I hope he never does. In fact, I hope instead that we can learn some lessons from the increasingly troubling modern reaction to jokey and off-the-cuff discourse and behaviour in public life, particularly from the left of politics. Ross Thomson was clearly talking light-heartedly when he mentioned his pet, and obviously meant no offence when he was photographed in Baghdad. When I was in Afghanistan a few years ago I was photographed larking about in front of a Black Hawk helicopter but everyone knew I wasn’t belittling what was going on in the country; it was just a lighter moment in an otherwise serious trip. So why on earth can’t we all be more reasonable?

I think, perhaps, one of the problems with Ross Thomson is that, although we’re in denial about it, homophobia is almost always just under the surface of public life. Mr Thomson himself has spoken about being the victim of anti-gay abuse online, but what is actually wrong with his comment that having a dog is a bit like having a child? For many gay people, that’s exactly what it is like – a dog, or cat, often forms the core of their family in the way that children do for many heterosexual people, and any animal lover, or gay person, or straight person without children for that matter, knows it.

The other problem exposed by the reaction to Mr Thomson is the modern one we have with humour in public life. Why do we never see politicians having a laugh? Is it because they’ve seen the latest Brexit forecasts, or is it because they know that a picture of them laughing would be put next to a picture of a foodbank and posted on Twitter? Politicians also know what happens when they joke or lark about as Mr Thomson was doing in Iraq – the joke is instantly analysed for possible offence and the politician is asked to say sorry. Hence the tedious predictability of joke, then outrage, then a demand for an apology.

We’ve obviously seen it again and again in recent months. Boris Johnson caused a fuss when he made a joke about women in burkas looking like pillar boxes and yet there was no fuss when Jennifer Saunders wrote a joke for Absolutely Fabulous about Morocco being a nation that has a pillowcase with a slit in it as a national costume. Something similar happened when Michael Gove and Neil Kinnock were caught laughing about the Today programme being like going into Harvey Weinstein’s bedroom. Why did Gove have to apologise and not Kinnock? Why is a joke about burkas ok for Jennifer Saunders but not for Boris Johnson? Could it be that we have a problem when it’s the Tories cracking the jokes?

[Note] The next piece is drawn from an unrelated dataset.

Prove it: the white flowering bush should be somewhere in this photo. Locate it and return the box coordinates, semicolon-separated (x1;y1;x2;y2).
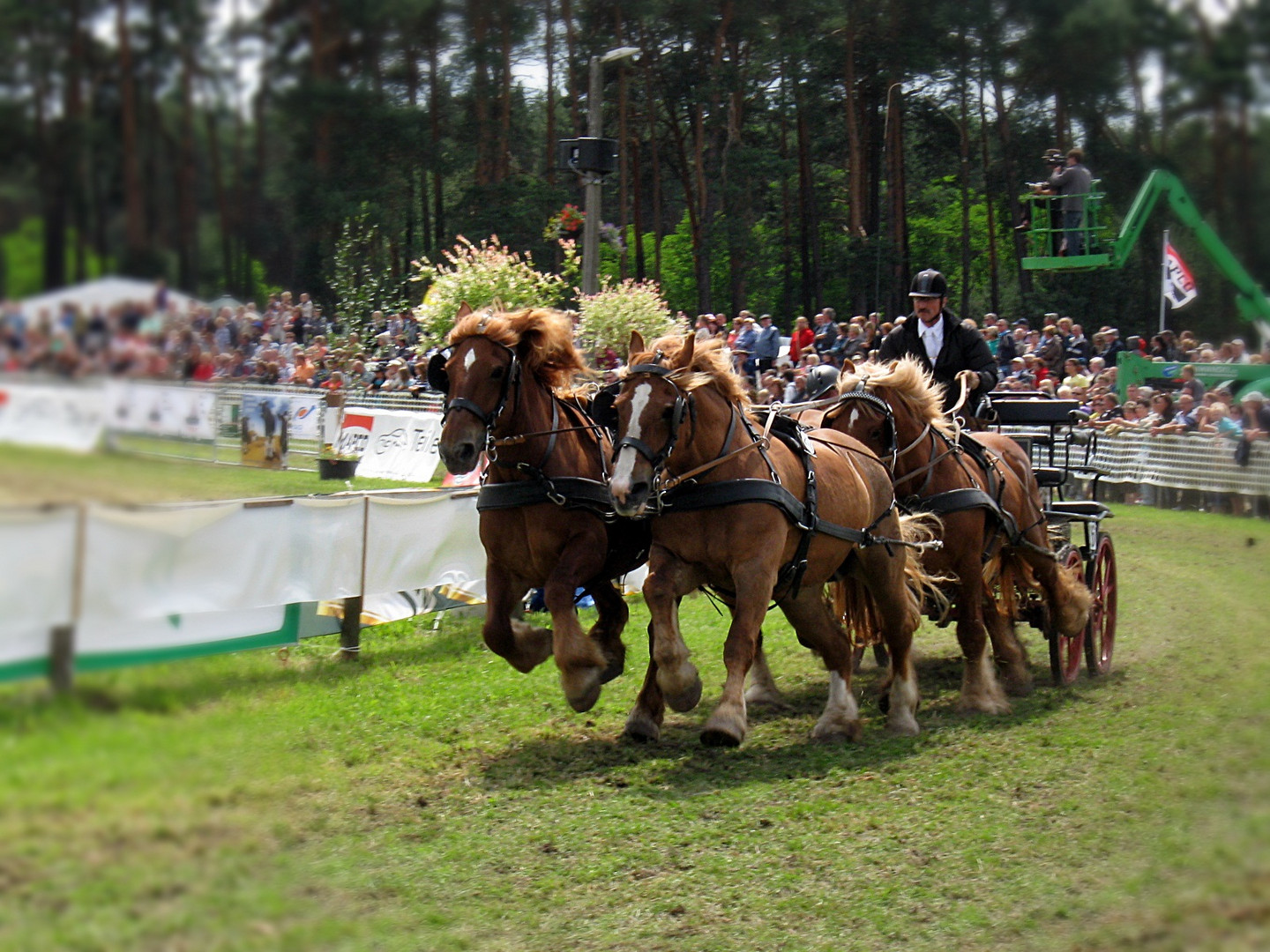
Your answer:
578;278;676;354
410;234;568;340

Certainly, something similar – you might call it #torybad – seems to be going on with Ross Thomson. So much has changed in Scottish politics, with the Tories regaining many seats in the surge of 2017; many of the new young people drawn to the party are also utterly different from the grandee toffs of old – the impressive Glasgow councillor Thomas Kerr for example, whom I met a few months ago. Mr Kerr is 21 and grew up in Shettleston in extremely difficult circumstances. From the age of six, he was also often a carer for his mum because of her drug addiction. And yet he’s a Conservative.

Ross Thomson is another example of the different kind of Tory that has emerged in recent years – he’s young, gay, and from an ordinary background; Conservatives like Mr Thomson are also much more likely to be extremely liberal on a whole range of issues and so are much harder to define by the old rules that Tories are a certain way and socialists another. And yet in Scotland we still seem to be behaving like nothing’s changed. I think the SNP in particular wish it hadn't.

Perhaps the answer for the future is that we all attempt a new era of open-mindedness and liberalism and try to control the urge to condemn and get angry. We should also get to grips with some basic rules for modern public life. Don’t define people solely by their political beliefs. A joke’s a joke. And the Scottish Tories are not what they used to be. Or in the words of another joke once made by a Conservative: calm down dears.